Not every treatment is 100% efficacious; thus, follow-up fecal examinations should be conducted three to seven days after completion of the treatment regimen. An additional three-day Baermann test should be conducted again at three months and then twice a year. If no larvae are found, then further testing is performed if suspicious clinical signs recur.2 Resolution of clinical disease but not infection can occur; in these cases, retreatment is necessary.

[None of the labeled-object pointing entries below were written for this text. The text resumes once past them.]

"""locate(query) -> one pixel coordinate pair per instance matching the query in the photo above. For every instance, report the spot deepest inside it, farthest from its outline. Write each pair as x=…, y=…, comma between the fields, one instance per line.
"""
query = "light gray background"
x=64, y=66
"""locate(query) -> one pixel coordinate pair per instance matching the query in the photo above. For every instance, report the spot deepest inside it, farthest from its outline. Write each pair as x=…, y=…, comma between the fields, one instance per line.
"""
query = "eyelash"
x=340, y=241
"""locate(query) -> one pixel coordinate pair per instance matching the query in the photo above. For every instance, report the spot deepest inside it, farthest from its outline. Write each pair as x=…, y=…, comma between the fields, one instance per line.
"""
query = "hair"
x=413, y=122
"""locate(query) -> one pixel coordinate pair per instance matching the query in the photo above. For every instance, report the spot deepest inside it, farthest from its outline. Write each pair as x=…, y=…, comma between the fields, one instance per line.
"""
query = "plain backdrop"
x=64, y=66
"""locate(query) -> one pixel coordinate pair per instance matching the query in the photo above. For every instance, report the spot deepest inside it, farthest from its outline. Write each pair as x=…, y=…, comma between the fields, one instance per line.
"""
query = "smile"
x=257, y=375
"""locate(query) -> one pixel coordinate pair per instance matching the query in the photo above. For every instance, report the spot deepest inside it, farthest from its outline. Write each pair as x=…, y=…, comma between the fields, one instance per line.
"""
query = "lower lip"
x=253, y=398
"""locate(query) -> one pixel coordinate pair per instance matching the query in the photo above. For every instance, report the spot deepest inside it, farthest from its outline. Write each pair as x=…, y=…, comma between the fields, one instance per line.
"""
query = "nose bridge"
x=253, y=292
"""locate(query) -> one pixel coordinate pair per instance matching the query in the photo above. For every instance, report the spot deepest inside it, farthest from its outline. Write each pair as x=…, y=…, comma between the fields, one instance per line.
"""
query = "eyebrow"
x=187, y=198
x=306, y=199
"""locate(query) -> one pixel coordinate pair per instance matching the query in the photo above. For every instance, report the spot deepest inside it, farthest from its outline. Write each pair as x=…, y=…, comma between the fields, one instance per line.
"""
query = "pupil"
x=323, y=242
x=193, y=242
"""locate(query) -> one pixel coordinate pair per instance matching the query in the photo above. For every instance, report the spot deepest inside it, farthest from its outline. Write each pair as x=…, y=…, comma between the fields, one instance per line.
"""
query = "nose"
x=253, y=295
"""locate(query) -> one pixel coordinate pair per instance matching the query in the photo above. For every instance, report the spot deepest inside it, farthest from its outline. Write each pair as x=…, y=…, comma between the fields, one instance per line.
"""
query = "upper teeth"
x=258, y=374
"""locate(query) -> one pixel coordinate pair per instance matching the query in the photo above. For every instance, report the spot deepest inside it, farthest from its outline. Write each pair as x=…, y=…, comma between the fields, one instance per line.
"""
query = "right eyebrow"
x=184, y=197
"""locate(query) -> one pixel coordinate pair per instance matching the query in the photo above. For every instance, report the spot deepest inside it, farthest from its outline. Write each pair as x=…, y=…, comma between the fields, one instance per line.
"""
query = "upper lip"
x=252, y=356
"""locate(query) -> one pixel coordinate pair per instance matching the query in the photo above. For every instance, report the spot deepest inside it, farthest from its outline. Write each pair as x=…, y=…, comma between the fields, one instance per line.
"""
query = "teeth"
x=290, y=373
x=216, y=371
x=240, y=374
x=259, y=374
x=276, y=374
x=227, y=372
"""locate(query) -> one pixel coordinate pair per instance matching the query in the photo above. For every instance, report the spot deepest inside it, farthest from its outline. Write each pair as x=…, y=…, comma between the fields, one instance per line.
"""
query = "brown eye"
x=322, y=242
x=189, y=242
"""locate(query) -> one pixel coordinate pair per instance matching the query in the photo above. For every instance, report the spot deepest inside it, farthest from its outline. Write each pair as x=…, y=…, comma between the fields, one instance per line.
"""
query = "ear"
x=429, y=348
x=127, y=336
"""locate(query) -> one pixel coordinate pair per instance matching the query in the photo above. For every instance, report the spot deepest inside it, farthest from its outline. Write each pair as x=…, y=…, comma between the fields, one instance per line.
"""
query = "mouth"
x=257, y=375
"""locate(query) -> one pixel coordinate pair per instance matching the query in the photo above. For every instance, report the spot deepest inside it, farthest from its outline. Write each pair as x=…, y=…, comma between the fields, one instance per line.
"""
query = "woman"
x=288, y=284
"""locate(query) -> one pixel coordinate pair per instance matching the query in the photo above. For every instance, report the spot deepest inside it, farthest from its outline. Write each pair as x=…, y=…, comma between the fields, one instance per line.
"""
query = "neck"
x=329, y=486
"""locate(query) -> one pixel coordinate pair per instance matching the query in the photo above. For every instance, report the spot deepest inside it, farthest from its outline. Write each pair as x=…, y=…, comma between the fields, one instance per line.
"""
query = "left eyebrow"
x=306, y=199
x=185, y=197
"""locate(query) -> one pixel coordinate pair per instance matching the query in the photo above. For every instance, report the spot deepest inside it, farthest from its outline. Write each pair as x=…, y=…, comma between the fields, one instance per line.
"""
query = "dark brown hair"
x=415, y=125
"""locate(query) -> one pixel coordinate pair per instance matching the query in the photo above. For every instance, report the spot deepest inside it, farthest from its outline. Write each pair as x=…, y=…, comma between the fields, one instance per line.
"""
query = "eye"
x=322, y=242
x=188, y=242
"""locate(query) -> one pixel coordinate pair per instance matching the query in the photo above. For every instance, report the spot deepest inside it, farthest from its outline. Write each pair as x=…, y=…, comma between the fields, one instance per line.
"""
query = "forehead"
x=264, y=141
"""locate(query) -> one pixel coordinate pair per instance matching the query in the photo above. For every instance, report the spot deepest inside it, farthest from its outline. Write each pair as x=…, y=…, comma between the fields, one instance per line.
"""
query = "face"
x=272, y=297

Post-treatment complications may occur, such as severe dyspnea or ascites. Strict cage rest for the initial two or three days of treatment is recommended. The use of additional supportive therapy, such as antibiotics, immunosuppressive doses of corticosteroids, and bronchodilators, will depend on the clinical presentation.2


In endemic and hyperendemic areas, monthly anthelmintic prophylaxis may be considered. Although adult nematodes were not found after topical moxidectin was administered at four days or 32 days postinfection,1 protocols for its, or any other anthelmintic's use, have not been established or verified. Removing feces will be a tremendous help, as it will break the life cycle and reduce environmental contamination. Owner education regarding the means by which dogs become infected and how off-leash walking of dogs contributes to their risk is advised.2 Finally, monitoring by using Baermann tests should be incorporated into the yearly wellness examination to help identify infected but asymptomatic animals.